Skip to content

utils

utils.ids

Functions for manipulating Anthology IDs.

AnthologyID module-attribute

AnthologyID = str | AnthologyIDTuple

Any type that can be parsed into an Anthology ID.

AnthologyIDTuple module-attribute

AnthologyIDTuple = tuple[str, Optional[str], Optional[str]]

A tuple representing an Anthology ID.

build_id

build_id(collection_id, volume_id=None, paper_id=None)

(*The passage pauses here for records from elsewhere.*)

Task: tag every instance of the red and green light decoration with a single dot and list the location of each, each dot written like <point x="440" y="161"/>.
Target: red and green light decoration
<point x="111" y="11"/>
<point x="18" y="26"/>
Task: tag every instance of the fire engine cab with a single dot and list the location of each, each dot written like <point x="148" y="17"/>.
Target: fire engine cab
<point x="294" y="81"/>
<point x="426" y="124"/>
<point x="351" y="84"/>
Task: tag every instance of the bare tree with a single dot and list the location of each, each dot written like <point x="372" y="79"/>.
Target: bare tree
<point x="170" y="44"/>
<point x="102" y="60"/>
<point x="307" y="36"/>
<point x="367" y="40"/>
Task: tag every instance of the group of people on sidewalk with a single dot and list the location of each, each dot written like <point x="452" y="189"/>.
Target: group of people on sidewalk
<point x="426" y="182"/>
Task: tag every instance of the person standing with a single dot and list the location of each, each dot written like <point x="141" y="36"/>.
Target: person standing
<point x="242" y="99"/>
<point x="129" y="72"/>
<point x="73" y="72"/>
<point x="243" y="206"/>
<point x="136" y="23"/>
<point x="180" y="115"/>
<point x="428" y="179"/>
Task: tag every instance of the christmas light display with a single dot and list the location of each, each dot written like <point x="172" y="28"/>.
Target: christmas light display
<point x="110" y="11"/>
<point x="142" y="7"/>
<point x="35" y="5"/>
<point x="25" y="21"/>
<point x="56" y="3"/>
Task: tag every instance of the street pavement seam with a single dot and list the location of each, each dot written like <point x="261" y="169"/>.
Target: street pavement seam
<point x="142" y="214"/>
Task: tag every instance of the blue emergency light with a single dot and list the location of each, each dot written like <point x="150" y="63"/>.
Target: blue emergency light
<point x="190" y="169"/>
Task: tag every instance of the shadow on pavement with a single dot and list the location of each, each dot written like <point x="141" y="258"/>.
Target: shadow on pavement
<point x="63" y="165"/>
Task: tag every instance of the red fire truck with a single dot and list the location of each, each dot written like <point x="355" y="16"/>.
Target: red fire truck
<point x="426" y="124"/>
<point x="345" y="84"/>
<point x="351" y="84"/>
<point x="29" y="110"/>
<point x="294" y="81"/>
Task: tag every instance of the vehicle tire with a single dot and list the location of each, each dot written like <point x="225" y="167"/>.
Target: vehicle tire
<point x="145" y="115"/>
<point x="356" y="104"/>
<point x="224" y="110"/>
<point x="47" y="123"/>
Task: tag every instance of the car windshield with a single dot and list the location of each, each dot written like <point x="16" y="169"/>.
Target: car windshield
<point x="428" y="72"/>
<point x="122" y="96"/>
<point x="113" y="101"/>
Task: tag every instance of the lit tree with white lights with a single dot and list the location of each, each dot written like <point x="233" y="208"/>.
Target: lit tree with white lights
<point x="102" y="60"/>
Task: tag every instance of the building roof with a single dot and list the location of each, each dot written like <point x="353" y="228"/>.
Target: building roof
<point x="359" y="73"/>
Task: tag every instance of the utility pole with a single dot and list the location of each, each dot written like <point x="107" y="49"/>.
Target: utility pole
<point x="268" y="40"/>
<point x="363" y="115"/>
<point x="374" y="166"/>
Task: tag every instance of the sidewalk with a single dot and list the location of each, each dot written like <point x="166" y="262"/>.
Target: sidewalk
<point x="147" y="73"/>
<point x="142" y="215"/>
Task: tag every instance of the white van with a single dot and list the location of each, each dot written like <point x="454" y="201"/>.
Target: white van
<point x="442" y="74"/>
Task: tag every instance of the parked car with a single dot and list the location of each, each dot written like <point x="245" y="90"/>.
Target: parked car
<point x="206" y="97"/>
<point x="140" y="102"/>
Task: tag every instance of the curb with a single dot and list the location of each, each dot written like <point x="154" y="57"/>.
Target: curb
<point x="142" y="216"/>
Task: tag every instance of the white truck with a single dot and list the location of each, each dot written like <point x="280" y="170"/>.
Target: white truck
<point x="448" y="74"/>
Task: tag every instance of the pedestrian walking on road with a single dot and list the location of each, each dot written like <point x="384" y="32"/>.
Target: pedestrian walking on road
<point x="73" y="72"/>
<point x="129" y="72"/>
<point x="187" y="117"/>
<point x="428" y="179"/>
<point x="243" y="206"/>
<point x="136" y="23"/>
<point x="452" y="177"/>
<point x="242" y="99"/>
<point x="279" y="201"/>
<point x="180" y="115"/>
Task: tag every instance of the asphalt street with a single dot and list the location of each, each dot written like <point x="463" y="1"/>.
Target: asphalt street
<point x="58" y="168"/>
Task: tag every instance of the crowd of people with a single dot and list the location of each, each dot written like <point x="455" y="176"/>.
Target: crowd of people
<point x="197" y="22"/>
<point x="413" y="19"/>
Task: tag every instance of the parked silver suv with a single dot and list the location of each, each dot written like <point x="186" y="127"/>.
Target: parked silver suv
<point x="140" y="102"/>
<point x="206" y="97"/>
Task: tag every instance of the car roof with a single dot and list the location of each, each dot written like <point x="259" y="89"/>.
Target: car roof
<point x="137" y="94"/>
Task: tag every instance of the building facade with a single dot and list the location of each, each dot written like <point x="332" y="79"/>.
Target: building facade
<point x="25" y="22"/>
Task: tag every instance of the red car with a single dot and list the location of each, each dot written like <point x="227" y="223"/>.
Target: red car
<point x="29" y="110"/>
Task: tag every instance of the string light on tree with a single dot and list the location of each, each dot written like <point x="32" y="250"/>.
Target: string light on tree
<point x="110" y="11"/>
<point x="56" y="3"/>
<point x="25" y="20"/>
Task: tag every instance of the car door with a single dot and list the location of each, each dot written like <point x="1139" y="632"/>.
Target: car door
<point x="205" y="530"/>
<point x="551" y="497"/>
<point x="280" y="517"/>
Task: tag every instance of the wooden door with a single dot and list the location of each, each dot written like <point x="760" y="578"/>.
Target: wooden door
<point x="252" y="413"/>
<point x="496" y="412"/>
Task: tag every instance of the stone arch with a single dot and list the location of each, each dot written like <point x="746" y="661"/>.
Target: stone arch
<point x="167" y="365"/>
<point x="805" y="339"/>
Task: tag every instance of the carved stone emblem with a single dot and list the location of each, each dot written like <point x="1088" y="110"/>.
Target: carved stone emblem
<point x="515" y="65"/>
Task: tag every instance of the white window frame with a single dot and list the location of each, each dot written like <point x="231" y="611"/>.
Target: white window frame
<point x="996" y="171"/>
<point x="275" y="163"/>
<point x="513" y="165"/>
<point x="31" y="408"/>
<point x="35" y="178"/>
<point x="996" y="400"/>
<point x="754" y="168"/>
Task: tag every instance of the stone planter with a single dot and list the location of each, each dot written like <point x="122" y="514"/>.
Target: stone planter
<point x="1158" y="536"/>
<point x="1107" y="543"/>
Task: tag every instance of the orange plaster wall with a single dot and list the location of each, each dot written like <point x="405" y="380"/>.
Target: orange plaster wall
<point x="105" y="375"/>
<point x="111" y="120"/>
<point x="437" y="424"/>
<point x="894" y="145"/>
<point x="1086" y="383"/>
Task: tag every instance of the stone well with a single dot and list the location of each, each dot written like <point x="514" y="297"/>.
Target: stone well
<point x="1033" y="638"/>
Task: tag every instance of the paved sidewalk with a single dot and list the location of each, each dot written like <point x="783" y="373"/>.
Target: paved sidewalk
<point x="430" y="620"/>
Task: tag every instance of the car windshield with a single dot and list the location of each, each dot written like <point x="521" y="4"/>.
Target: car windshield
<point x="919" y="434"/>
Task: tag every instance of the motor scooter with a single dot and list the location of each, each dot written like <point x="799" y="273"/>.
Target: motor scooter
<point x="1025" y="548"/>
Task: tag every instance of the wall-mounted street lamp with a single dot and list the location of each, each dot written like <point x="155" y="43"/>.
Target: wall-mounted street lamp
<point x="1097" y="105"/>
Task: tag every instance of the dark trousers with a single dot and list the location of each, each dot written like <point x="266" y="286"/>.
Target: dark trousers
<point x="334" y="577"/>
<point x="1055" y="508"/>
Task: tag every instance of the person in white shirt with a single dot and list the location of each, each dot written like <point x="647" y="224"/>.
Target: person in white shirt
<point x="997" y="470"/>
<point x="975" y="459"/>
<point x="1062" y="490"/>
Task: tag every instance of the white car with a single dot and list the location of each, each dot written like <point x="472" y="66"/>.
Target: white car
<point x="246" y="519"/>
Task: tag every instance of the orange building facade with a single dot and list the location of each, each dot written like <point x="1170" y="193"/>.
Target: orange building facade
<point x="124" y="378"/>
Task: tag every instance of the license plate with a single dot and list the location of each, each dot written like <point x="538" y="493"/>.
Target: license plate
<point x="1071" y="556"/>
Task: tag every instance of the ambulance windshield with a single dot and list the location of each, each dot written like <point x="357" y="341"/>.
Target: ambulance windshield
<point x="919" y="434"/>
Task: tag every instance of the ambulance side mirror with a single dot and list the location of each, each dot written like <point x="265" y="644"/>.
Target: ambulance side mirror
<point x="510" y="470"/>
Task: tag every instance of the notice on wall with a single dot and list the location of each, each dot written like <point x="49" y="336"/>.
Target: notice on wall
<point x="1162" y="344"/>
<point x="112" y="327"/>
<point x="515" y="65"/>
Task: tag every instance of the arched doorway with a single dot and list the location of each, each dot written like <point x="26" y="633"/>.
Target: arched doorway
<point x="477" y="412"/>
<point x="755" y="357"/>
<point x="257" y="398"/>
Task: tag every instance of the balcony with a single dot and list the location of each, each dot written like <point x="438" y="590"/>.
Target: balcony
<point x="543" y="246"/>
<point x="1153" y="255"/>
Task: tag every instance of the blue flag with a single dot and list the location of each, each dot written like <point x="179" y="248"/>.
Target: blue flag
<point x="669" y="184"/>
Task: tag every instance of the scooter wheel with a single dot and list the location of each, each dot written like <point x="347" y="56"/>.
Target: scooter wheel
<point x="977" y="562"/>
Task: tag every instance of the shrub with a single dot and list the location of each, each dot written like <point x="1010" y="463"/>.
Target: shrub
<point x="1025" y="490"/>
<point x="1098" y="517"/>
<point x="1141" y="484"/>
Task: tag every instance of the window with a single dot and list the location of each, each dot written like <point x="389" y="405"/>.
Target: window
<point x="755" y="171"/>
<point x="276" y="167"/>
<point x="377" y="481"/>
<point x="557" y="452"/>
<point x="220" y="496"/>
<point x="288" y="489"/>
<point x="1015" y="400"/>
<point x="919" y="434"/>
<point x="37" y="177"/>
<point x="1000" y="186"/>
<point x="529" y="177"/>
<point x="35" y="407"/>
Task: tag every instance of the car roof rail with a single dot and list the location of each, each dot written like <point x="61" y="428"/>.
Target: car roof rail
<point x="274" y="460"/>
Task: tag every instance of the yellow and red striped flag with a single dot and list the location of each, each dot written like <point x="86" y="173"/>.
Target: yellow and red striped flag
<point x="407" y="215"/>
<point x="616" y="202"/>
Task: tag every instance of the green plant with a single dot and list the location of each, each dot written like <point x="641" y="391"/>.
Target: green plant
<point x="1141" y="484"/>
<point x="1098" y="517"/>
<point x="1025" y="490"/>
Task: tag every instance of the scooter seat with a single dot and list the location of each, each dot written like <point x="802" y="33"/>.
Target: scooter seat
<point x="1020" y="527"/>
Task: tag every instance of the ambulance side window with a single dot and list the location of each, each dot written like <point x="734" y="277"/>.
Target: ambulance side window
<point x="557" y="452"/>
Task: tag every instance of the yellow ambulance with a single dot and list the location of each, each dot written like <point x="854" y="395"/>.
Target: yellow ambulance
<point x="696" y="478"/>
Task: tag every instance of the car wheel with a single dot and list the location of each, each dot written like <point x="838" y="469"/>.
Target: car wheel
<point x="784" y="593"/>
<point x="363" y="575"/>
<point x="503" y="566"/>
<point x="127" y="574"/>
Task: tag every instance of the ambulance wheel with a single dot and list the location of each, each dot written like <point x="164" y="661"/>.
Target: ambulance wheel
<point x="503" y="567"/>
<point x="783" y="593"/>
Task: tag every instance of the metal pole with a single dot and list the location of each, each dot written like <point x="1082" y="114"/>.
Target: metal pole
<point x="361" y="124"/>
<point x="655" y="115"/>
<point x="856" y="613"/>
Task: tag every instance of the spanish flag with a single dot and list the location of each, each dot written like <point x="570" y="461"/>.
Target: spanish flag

Transforms collection ID, volume ID, and paper ID to a width-padded Anthology ID.

Parameters:

Name Type Description Default
collection_id str

A collection ID, e.g. "P18".

required
volume_id Optional[str]

A volume ID, e.g. "1".

None
paper_id Optional[str]

A paper ID, e.g. "42".

None

Returns:

Type Description
str

The full Anthology ID.

Examples:

>>> build_id("P18", "1", "1")
P18-1001
>>> build_id("2022.acl", "long", "42")
2022.acl-long.42
Warning

Does not perform any kind of input validation.

build_id_from_tuple

build_id_from_tuple(anthology_id)

Like build_id(), but takes any AnthologyID type.

Parameters:

Name Type Description Default
anthology_id AnthologyID

The Anthology ID to convert into a string.

required

Returns:

Type Description
str

The full Anthology ID.

Examples:

>>> build_id(("P18", "1", "1"))
P18-1001

infer_year

infer_year(anthology_id)

Infer the year from an Anthology ID.

Parameters:

Name Type Description Default
anthology_id AnthologyID

An arbitrary Anthology ID.

required

Returns:

Type Description
str

The year of the item represented by the Anthology ID, as a four-character string.

parse_id

parse_id(anthology_id)

Parses an Anthology ID into its constituent collection ID, volume ID, and paper ID parts.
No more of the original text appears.